Numa véspera do 25 de Abril, creio que era quinta-feira, decidimos que a temperatura convidava. E o jipe insinuou-se pelos carreiros ainda poeirentos, passou as terras de cultivo sobranceiras à praia e com um estremeção de júbilo, aninhou-se debaixo de um carrasco.

Digo o jipe, porque tinha personalidade, pintado de amarelo açafrão, amigo de roncar quando se carregava no acelerador.

Pretensamente conduzido por si mesmo, não dava satisfações a ninguém. Nunca nos viam la dentro, só viam um jipe de cor pouco vulgar, muito ágil para os anos que já devia  ter em cima, só nós sabíamos quantos.

Naquele tempo o Meco só tinha campos de cultivo, mais longe o segredo das dunas e a praia de um mar pujante.

Íamos pela beleza de ambos, por aquele areal extenso onde a liberdade dos que queriam fazer nudismo, era igual à dos que preferiam passear vestidos.

Mal descíamos o caminho de terra e pisávamos areia, corríamos em direcção ao mar, dávamos o mergulho inaugural do ano, tomávamos sol virados para a parede que segurava as terras. Dormitávamos.

As arribas escondiam a riqueza da argila esverdeada, por onde corria água de nascentes que os campos prodigalizavam. Num dos locais, ao lado de uma pequenina caverna, corria um veio generoso que dava para encher garrafas, quando a paciência ajudava.

Era costume as pessoas irem até lá, tirar pedaços de argila ensopada, fazer máscaras para barrar o corpo nu, ou só o rosto, e voltar à toalha de praia para tomar mais uma dose de sol.
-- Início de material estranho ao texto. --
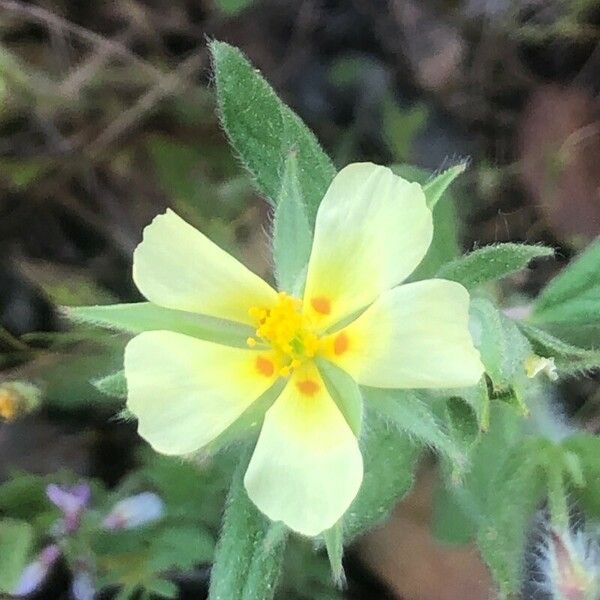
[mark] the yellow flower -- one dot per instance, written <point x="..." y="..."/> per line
<point x="372" y="230"/>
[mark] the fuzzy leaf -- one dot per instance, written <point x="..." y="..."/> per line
<point x="113" y="385"/>
<point x="292" y="237"/>
<point x="444" y="246"/>
<point x="241" y="546"/>
<point x="145" y="316"/>
<point x="345" y="392"/>
<point x="16" y="538"/>
<point x="436" y="187"/>
<point x="491" y="263"/>
<point x="569" y="306"/>
<point x="265" y="569"/>
<point x="502" y="346"/>
<point x="410" y="414"/>
<point x="263" y="130"/>
<point x="390" y="459"/>
<point x="569" y="359"/>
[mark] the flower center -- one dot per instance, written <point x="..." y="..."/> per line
<point x="287" y="331"/>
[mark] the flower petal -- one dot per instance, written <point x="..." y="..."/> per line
<point x="372" y="230"/>
<point x="414" y="336"/>
<point x="186" y="391"/>
<point x="307" y="467"/>
<point x="176" y="266"/>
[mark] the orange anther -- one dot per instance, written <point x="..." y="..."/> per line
<point x="308" y="387"/>
<point x="340" y="343"/>
<point x="321" y="304"/>
<point x="265" y="366"/>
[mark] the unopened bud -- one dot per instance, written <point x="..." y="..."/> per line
<point x="34" y="573"/>
<point x="135" y="511"/>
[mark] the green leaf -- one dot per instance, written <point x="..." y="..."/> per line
<point x="334" y="542"/>
<point x="113" y="385"/>
<point x="16" y="538"/>
<point x="292" y="239"/>
<point x="436" y="187"/>
<point x="502" y="347"/>
<point x="163" y="588"/>
<point x="263" y="130"/>
<point x="516" y="492"/>
<point x="569" y="306"/>
<point x="491" y="263"/>
<point x="460" y="505"/>
<point x="241" y="542"/>
<point x="444" y="246"/>
<point x="587" y="449"/>
<point x="345" y="392"/>
<point x="390" y="459"/>
<point x="569" y="359"/>
<point x="145" y="316"/>
<point x="411" y="415"/>
<point x="265" y="569"/>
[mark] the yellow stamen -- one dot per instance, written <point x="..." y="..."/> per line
<point x="287" y="330"/>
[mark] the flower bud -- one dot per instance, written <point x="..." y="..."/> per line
<point x="72" y="501"/>
<point x="134" y="511"/>
<point x="35" y="572"/>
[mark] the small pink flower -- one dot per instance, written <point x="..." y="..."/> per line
<point x="35" y="572"/>
<point x="72" y="501"/>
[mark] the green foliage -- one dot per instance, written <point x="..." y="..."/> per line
<point x="401" y="126"/>
<point x="345" y="392"/>
<point x="16" y="538"/>
<point x="248" y="560"/>
<point x="263" y="130"/>
<point x="114" y="385"/>
<point x="444" y="246"/>
<point x="502" y="347"/>
<point x="569" y="359"/>
<point x="390" y="458"/>
<point x="407" y="411"/>
<point x="491" y="263"/>
<point x="436" y="187"/>
<point x="292" y="238"/>
<point x="569" y="306"/>
<point x="145" y="316"/>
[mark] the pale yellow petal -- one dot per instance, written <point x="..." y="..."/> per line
<point x="307" y="466"/>
<point x="414" y="336"/>
<point x="185" y="392"/>
<point x="178" y="267"/>
<point x="372" y="230"/>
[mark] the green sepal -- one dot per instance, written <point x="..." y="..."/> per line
<point x="263" y="130"/>
<point x="292" y="238"/>
<point x="569" y="359"/>
<point x="435" y="188"/>
<point x="390" y="459"/>
<point x="16" y="539"/>
<point x="248" y="559"/>
<point x="345" y="392"/>
<point x="409" y="413"/>
<point x="145" y="316"/>
<point x="569" y="306"/>
<point x="491" y="263"/>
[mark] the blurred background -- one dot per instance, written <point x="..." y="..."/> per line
<point x="107" y="116"/>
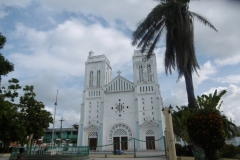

Quando rondava o meio-dia, o calor já era intenso. Outro banho no mar, outra viagem à parede, recolher e espalhar mais argila, ou encher uma caneca de água, que andava sempre no jipe, porque a diziam puríssima, medicinal.

Quando sozinha, em topless, me dirigi à parede, vi que já havia uma fila de cinco pessoas nuas. Logo à minha frente um senhor de meia-idade, bem constituído, só vestido de chapéu branco, virou-se de repente para trás e de forma educadíssima ofereceu-me a dianteira.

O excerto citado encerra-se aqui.